En ce qui concerne la condition d’urgence :
4. Il appartient au juge des référés, saisi d’une demande de suspension d’une décision refusant la délivrance d’un titre de séjour, d’apprécier et de motiver l’urgence compte tenu de l’incidence immédiate du refus de titre de séjour sur la situation concrète de l’intéressé. Cette condition d’urgence est en principe constatée dans le cas d’un refus de renouvellement du titre de séjour, comme d’ailleurs d’un retrait de celui-ci. Dans les autres cas, il appartient au requérant d’établir la réalité de circonstances particulières qui justifient que la condition d’urgence soit regardée comme remplie.
5. En l’espèce, alors que le dossier de demande de titre de séjour du requérant n’apparaît pas incomplet, il a été contraint de solliciter à trois reprises la délivrance d’un titre de séjour à l’administration qui, à l’issue d’une instruction de plus d’un an au jour de le présente ordonnance, n’a toujours pas été en mesure ni d’instruire la demande ni même de renouveler l’attestation de prolongation d’instruction qu’elle avait délivrée, maintenant la famille du requérant composée de trois enfants en bas âge en situation de précarité administrative. Dans ces conditions, la condition d’urgence est remplie.
En ce qui concerne la condition tenant à l’existence d’un doute sérieux sur la légalité de la décision attaquée :
6. En l’état de l’instruction, le moyen tiré de ce que la décision de clôture de la demande de titre de séjour est entachée d’erreur manifeste d’appréciation est propre à créer un doute sérieux quant à la légalité de la décision en litige. Par suite, il y a lieu d’ordonner la suspension de l’exécution de la décision de clôture de la demande de titre de séjour de M. A.
Sur les conclusions d’injonction :
7. La présente décision implique qu’il soit enjoint à la préfète de l’Isère de réexaminer la demande de titre de séjour de M. A dans un délai de deux mois à compter de la notification de l’ordonnance à intervenir, sous astreinte de 200 euros par jour de retard et dans l’attente de lui délivrer un document justifiant de la régularité de son séjour et l’autorisant à travailler dans un délai de 5 jours à compter de la notification de l’ordonnance à intervenir, sous astreinte de 100 euros par jour de retard.

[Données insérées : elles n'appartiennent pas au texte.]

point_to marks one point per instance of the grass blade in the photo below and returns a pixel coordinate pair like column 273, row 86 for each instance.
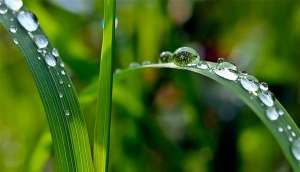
column 103, row 116
column 286, row 138
column 66, row 122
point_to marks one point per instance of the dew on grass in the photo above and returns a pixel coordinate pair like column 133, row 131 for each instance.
column 226, row 70
column 266, row 98
column 249, row 83
column 50, row 60
column 28, row 21
column 40, row 41
column 14, row 5
column 185, row 56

Sur les frais d’instance :
8. Il y a lieu, dans les circonstances de l’espèce, de mettre à la charge de l’Etat une somme de 800 euros à verser à M. A au titre de l’article L. 761-1 du code de justice administrative.
O R D O N N E :
Article 1er :L’exécution de la décision de clôture de la demande de titre de séjour de la préfète de l’Isère est suspendue.

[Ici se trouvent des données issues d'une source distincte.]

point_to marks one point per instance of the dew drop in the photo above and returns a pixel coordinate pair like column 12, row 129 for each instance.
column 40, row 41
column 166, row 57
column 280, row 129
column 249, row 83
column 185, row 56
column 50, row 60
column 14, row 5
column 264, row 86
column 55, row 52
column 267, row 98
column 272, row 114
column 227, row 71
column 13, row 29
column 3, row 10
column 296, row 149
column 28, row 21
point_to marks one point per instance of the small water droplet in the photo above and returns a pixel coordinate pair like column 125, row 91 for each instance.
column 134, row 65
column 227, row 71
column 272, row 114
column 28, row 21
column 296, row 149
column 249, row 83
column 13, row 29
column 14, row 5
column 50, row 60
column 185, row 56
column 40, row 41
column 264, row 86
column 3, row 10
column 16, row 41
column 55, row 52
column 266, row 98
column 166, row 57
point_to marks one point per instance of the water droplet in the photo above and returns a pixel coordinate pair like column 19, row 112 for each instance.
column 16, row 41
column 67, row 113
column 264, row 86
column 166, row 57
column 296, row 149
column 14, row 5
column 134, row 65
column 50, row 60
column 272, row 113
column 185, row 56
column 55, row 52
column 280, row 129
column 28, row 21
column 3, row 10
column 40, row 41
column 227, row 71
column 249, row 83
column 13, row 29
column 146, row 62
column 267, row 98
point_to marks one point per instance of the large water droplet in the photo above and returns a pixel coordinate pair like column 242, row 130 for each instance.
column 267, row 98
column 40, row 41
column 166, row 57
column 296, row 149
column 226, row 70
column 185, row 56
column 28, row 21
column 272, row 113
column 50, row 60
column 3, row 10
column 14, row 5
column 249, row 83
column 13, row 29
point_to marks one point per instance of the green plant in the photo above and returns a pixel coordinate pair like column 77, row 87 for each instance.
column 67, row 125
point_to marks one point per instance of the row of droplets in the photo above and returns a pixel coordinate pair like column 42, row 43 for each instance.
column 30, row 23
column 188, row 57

Article 2 :Il est enjoint à la préfète de l’Isère de réexaminer la demande de titre de séjour de M. A dans un délai de deux mois à compter de la notification de l’ordonnance à intervenir, sous astreinte de 200 euros par jour de retard et dans l’attente de lui délivrer un document justifiant de la régularité de son séjour et l’autorisant à travailler dans un délai de 5 jours à compter de la notification de l’ordonnance à intervenir, sous astreinte de 100 euros par jour de retard.
Article 3 :L’Etat versera à M. A une somme de 800 euros au titre de l’article L. 761-1 du code de justice administrative.
Article 4 :La présente ordonnance sera notifiée à M. A et au ministre de l’intérieur.
Copie en sera adressée à la préfète de l’Isère.
Rendu public par mise à disposition au greffe le 13 juin 2025.
Le juge des référés,
J. B
La greffière,
C. Jasserand
La République mande et ordonne au ministre de l’intérieur en ce qui le concerne ou à tous commissaires de justice à ce requis en ce qui concerne les voies de droit commun, contre les parties privées, de pourvoir à l’exécution de la présente décision.